Overhearing a conversation in the waiting room, she realizes Cahit is Turkish—just like her–and immediately asks him to marry her. He, naturally, blows her off. But, over the course of their stay at the hospital for “observation,” Cahit and Sibel discover a certain kinship–beyond, of course, their Middle Eastern heritage and suicidal tendencies. She figures if she gets married to an older Turkish man, her strict parents will allow her to move out of the house. Then she'll be free to get a tattoo, booze it up, hang out at clubs and engage in all sorts of Western-style one-night stands—basically live the life that Cahit has been stagnating in for at least a couple decades. If she married Cahit, it wouldn't even be a traditional marriage. She'd be more like a roommate. For all the wrong reasons, Cahit eventually agrees.
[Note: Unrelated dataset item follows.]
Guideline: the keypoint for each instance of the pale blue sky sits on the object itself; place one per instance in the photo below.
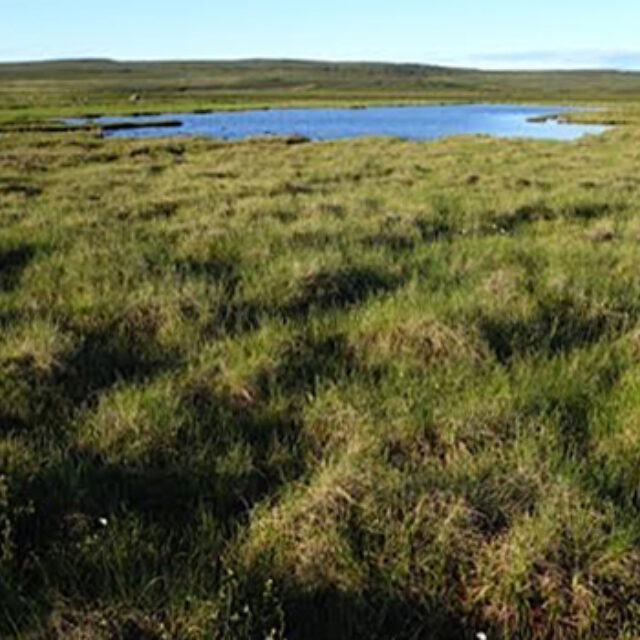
(483, 33)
On their wedding night, Sibel picks up a bartender and spends the night with him—a clear-cut harbinger of things to come.
Head-On uses the tried-and-true movie formula of a “marriage of convenience” as a jumping-off point for all sorts of ruminations on tortured modern-day relationships. The film plays a little like Green Card as rewritten by Hubert Selby Jr. (gutter poet author of Last Exit to Brooklyn and Requiem for a Dream). It's clear where the film should be heading: Her youthful joie de vivre is exactly what burned-out, bitter Cahit needs. His been-there-done-that wisdom is exactly what naïve, impulsive Sibel needs. And the conventional constraints of old-fashioned love and marriage are exactly what both of them need to get back in touch with their abandoned roots and abraded emotions. But, for all its punk rock romance, Head-On is more tragedy than comedy. Unfortunately, Sibel's heedless promiscuity and Cahit's burnt-in nihilism keep getting in the way of “happily ever after.”
Birol Ünel, with his scar-tissue, stubble and nicotine-stain personality, is like Viggo Mortensen crossed with Lou Reed. Sibel Kikulli, meanwhile, has a tactile, cat-eyed energy that allows her to fluctuate between free-spirit gamine and overindulgent party girl. Scandal erupted after Head-On won a Golden Bear for Best Film at the Berlin International Film Festival and it was revealed that the film's first-time actress was, in fact, a seasoned porn star. All I can say is Kikulli's work speaks for itself; her fearless performance stands toe-to-toe with that of her equally raw co-star.
The film, though dark, never fully surrenders to the unpleasant underside of life. It's Barfly with a glimmer of hope. This is helped partially by a Greek chorus of sorts, a Turkish orchestra camped out on the banks of the Bosphorus that provides occasional musical interludes—chapter breaks, if you will–indirectly commenting on the film's action through the melodramatic words of traditional Turkish folk songs. Are we meant to take Head-On as a sort of cautionary urban myth? A seedy fairy tale about love and substance abuse? Possibly. With its propulsive energy and hard-edged characters, Head-On reads like a deeply romantic story for a deeply cynical age.